Percepat Proses, PermataBank Hadirkan Layanan Pemindai Suara

PermataBank memperkenalkan layanan inovatif Voice ID yang mengadopsi teknologi pemindai suara Voice Biometrics yang pertama di Indonesia. Voice Biometrics sendiri merupakan teknologi baru yang menggunakan pola suara untuk menghasilkan identifikasi bagi setiap individu dengan menggunakan lebih dari 50 faktor suara fisik dan perilaku. Karakteristik perilaku meliputi pengucapan, penekanan, kecepatan bicara dan aksen. Sedangkan karakteristik fisik mencakup sifat fisik khas saluran vokal dan saluran hidung.

Solusi otentikasi berbasis suara ini dilakukan saat nasabah melakukan panggilan telepon melalui PermataTel (Contact Center PermataBank). Sistem akan memvalidasi suara dalam hitungan 10 detik. Dengan demikian, proses verifikasi yang sebelumnya memakan waktu 2 menit kini terpangkas hanya 45 detik tanpa nasabah perlu menjawab begitu banyak pertanyaan yang merepotkan.

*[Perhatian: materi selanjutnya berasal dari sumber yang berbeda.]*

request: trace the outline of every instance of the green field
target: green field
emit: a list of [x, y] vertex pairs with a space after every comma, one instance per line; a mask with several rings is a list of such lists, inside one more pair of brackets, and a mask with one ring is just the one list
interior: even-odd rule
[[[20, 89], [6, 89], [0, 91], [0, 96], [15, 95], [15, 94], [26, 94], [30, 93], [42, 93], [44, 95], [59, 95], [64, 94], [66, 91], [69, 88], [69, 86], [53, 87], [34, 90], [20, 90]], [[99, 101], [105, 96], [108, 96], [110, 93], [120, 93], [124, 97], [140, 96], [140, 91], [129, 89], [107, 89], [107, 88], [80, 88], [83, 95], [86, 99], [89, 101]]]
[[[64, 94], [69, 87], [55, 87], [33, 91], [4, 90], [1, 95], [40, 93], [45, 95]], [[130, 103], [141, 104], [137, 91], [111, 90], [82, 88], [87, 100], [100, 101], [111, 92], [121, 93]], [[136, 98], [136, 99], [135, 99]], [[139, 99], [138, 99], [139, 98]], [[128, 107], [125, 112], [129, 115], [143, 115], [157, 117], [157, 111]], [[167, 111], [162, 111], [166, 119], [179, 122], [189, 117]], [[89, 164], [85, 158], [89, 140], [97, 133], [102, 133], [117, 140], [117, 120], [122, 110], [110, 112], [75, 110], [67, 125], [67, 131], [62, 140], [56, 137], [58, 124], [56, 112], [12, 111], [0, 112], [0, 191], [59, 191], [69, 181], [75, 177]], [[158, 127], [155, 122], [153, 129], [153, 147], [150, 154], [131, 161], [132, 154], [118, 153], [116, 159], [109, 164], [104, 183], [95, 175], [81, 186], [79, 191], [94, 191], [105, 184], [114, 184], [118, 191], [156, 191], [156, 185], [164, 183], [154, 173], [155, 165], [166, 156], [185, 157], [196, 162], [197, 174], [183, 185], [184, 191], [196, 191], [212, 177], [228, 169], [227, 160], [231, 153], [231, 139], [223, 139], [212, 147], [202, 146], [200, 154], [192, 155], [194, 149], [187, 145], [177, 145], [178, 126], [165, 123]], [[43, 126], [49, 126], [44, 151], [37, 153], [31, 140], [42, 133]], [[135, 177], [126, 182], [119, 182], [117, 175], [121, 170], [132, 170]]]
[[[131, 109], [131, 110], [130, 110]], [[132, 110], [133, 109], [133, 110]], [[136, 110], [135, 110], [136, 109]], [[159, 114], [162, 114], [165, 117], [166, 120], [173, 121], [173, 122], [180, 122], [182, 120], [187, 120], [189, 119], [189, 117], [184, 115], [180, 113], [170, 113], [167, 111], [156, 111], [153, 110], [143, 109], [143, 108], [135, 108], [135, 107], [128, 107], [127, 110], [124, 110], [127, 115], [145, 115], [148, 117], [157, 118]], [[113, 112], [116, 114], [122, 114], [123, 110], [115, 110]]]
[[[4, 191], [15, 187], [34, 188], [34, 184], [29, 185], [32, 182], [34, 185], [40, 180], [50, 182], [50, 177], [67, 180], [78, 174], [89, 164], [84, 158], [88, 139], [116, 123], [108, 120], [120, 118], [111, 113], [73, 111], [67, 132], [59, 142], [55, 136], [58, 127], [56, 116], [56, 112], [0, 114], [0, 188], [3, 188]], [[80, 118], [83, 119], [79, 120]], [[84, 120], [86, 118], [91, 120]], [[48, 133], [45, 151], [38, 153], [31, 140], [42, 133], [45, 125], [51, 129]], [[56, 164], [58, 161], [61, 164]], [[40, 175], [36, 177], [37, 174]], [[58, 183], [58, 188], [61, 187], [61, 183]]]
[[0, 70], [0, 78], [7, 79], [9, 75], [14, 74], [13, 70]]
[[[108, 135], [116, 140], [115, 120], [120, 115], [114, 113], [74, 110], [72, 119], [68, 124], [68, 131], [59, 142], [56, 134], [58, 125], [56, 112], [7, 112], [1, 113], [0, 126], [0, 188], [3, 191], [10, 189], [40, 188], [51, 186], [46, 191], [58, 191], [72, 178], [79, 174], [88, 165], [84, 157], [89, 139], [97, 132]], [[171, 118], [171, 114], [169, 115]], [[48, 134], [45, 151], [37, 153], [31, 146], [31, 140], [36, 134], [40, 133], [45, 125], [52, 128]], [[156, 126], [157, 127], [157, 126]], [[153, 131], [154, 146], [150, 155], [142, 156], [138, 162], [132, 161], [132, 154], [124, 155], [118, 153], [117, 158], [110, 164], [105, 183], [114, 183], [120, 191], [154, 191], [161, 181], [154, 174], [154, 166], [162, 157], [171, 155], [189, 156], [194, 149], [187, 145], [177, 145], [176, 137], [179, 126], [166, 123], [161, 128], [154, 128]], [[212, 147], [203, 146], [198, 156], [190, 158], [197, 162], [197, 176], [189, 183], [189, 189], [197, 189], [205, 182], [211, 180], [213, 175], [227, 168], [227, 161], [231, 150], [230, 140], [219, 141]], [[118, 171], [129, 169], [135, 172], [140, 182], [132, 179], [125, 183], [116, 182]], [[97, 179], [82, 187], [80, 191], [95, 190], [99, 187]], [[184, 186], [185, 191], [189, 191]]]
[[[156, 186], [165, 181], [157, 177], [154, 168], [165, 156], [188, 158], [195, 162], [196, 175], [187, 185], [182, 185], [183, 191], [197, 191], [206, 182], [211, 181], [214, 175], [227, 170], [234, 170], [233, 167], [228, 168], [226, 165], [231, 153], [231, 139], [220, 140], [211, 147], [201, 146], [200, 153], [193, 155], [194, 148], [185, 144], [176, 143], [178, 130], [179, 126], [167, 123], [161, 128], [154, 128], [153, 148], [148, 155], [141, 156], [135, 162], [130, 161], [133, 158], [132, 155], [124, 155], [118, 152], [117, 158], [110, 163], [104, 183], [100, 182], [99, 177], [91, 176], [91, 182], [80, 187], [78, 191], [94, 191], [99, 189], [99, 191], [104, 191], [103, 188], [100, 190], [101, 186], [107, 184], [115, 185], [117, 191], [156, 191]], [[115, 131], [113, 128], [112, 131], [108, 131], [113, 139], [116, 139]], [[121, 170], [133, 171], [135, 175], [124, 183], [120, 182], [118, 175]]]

Layanan Voice ID ini melengkapi rangkaian layanan berbasis teknologi yang dimiliki oleh PermataBank, yaitu Finger ID dan Facial ID. Ketiga layanan ini diharapkan bisa mempermudah nasabah dalam berinteraksi dengan PermataBank.

Abdy Salimin, Direktur Teknologi dan Operasi PermataBank mengatakan PermataBank berkomitmen terus mengembangkan layanan berbasis teknologi digital untuk memberikan consumer experience terbaik di Indonesia dan pengelolaan risk management yang lebih baik.

“Inovasi ini hanyalah merupakan awal dari rangkaian inovasi teknologi digital dari PermataBank dan saya berharap agar inovasi ini menjadi salah satu acuan dalam industri perbankan di Indonesia dalam memberikan layanan perbankan yang sederhana, aman, dan cepat,” ujar Abdy.

Sementara itu salah satu praktisi IT Budi Rahardjo menjelaskan salah satu kesulitan dalam memberikan layanan tanpa tatap muka adalah mengidentifikasi seseorang, baik itu pengguna atau penyedia jasa.  Bagi Budi, ada tiga cara mengidentifikasi. Pertama adalah dengan sesuatu yang dimiliki, misalnya pengguna harus memiliki kartu ATM atau token. Kedua adalah dengan sesuatu yang diketahui, misalnya dengan menggunakan user id  dan password atau (PIN). Ketiga adalah dengan sesuatu yang melekat pada pengguna, misalnya sidik jari dan suara seperti Voice ID.

Sepanjang tahun 2017, PermataTel menerima lebih dari 2,3 juta sambungan telepon dari nasabah, dan sekitar 70%-nya dilayani oleh Petugas PermataTel. Sedangkan sisanya dilayani oleh mesin swajawab IVR (Interactive Voice Response). Hadirnya Layanan Voice ID ini tentunya dapat makin meningkatkan kualitas layanan di PermataTel seperti nasabah tidak perlu mengingat data yang terkadang sulit untuk dijawab. Kegagalan verifikasi tentunya membuat ketidakpuasan nasabah karena nasabah harus datang ke cabang dan menyebabkan beban kerja tambahan di cabang. Keamanan nasabah pun semakin terjamin karena teknologi ini mampu mengenali suara yang bukan suara nasabah sehingga pencegahan terhadap akses yang dilakukan oleh orang yang tidak berhak dapat dilakukan secepatnya.